Second long métrage du cinéaste Stephen Purvis, après Deep in the Heart (1999), l’ex-documentariste s’essaie avec El Cortez à une sorte d’exercice de style en réalisant un thriller hétéroclite sur fond d’ambiance de film noir à la mode des années 1950. Dérouté par une intrigue confuse, et ce dès le générique amorçant à l’avance la fin du film, le spectateur attend sans succès qu’on le surprenne.

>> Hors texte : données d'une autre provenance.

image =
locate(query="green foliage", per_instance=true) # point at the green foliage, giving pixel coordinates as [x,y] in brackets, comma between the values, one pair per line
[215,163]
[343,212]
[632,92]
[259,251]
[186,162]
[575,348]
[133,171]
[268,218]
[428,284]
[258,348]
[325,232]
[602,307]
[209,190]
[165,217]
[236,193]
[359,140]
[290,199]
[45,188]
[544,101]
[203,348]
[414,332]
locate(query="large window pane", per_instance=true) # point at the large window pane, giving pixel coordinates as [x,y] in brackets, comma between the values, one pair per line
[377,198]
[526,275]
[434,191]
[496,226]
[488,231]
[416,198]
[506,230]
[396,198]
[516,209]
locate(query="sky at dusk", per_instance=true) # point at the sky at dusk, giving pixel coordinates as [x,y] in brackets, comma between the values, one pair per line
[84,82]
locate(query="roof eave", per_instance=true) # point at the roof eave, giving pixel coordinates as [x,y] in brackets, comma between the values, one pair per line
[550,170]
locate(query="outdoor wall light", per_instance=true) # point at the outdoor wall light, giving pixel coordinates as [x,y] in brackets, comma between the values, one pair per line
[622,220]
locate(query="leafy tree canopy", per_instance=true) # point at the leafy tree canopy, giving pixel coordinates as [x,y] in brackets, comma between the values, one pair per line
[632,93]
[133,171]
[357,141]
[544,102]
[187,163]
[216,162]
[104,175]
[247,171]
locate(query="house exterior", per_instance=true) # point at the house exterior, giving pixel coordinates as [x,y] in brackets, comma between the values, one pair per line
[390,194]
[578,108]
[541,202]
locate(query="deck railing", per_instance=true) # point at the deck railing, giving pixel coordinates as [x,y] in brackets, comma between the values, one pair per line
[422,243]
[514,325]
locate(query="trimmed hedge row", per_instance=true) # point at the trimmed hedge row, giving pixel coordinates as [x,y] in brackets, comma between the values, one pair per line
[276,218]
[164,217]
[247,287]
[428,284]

Tiré d’un scénario de Chris Haddock, auteur accumulant une vingtaine de Gemini Awards pour la série TV Da Vinci’s Inquest (91 épisodes de 1998 à 2005), ce film de genre joue essentiellement sur la psychologie des personnages. L’histoire tourne autour de Manny (Lou Diamond Phillips), jeune autiste et ancien tueur, au sein de l’hôtel au nom de conquistador où celui-ci travaille depuis sa sortie de prison. Contrôlant ses pulsions grâce à des médicaments, Manny mène une vie tranquille rythmée par ses habitudes. Rendant service à tous les habitants du lieu, il s’attache en particulier à l’handicapé Popcorn (Bruce Weitz), prospecteur et propriétaire d’une mine d’or. Persuadant l’investisseur Russo (Peter Onorati) d’acheter la mine de l’éclopé, Manny finit par devenir son associé. Alors que l’autiste poursuit sa petite vie de réceptionniste, surveillé constamment par l’ex-flic Arnie (James McDaniel) l’ayant condamné par le passé, plusieurs personnages vont le faire sortir de sa réserve, à commencer par Jack (Glenn Plummer) le black dealer et maquereau, et surtout sa sulfureuse amie Theda (Tracy Middendorf), blonde et prostituée au grand cœur. Tombant amoureux de cette dernière, Manny se dégage, au fur et à mesure du récit, de sa timidité et de son traitement médical, et retrouve du même coup ses anciennes violences…
Thriller peu emballant, El Cortez joue de manière intéressante sur le renversement des rôles. L’autiste, à la figure sympathique de victime, n’est pas aussi doux qu’on pourrait le croire, quant au vieil handicapé, il cache de nombreuses faces sombres. Mais si Lou Diamond Phillips, porte-parole de l’association américaine ACT (Autism Care & Treatment Today), joue son rôle de manière impliquée et sincère, il n’arrive pourtant pas à relever la sauce de ce film bien plat. Voulant renouer avec les films noirs des années 1950, Stephen Purvis s’est inspiré de plusieurs succès du genre ; on peut y trouver pour l’ambiance et le récit, ici, une touche de Double Indemnity de Billy Wilder (Assurance sur la mort – 1944), là, une touche de Touch of Evil d’Orson Welles (La Soif du mal – 1958), avec une pointe de The Postman Always Rings Twice de Tay Garnett (Le facteur sonne toujours deux fois – 1946). Pour les cadrages et décadrages en diagonale, on touche moins Welles qu’Elia Kazan dans son À l’est d’Eden (1955).
Mais, avec ces vieux rappels filmiques mixés à la sauce des recettes actuelles (une scène torride au milieu du film, une séquence d’action violente qui suit, etc.), on cherche sans succès la surprise. L’intrigue confuse dont on sent l’arrangement à base de divers bouts de trames scénaristiques non entièrement exploitées finit par lasser le spectateur. La production de Purvis est un collage de plans déjà vus que ni le récit, ni le décor, ni les acteurs, n’arrivent à transcender. Si El Cortez peut passer pour un exercice de style divertissant, il se situe malgré tout bien loin des grands thrillers américains classiques. Situation indéniablement regrettable lorsque l’objectif visé était justement… de rivaliser avec eux.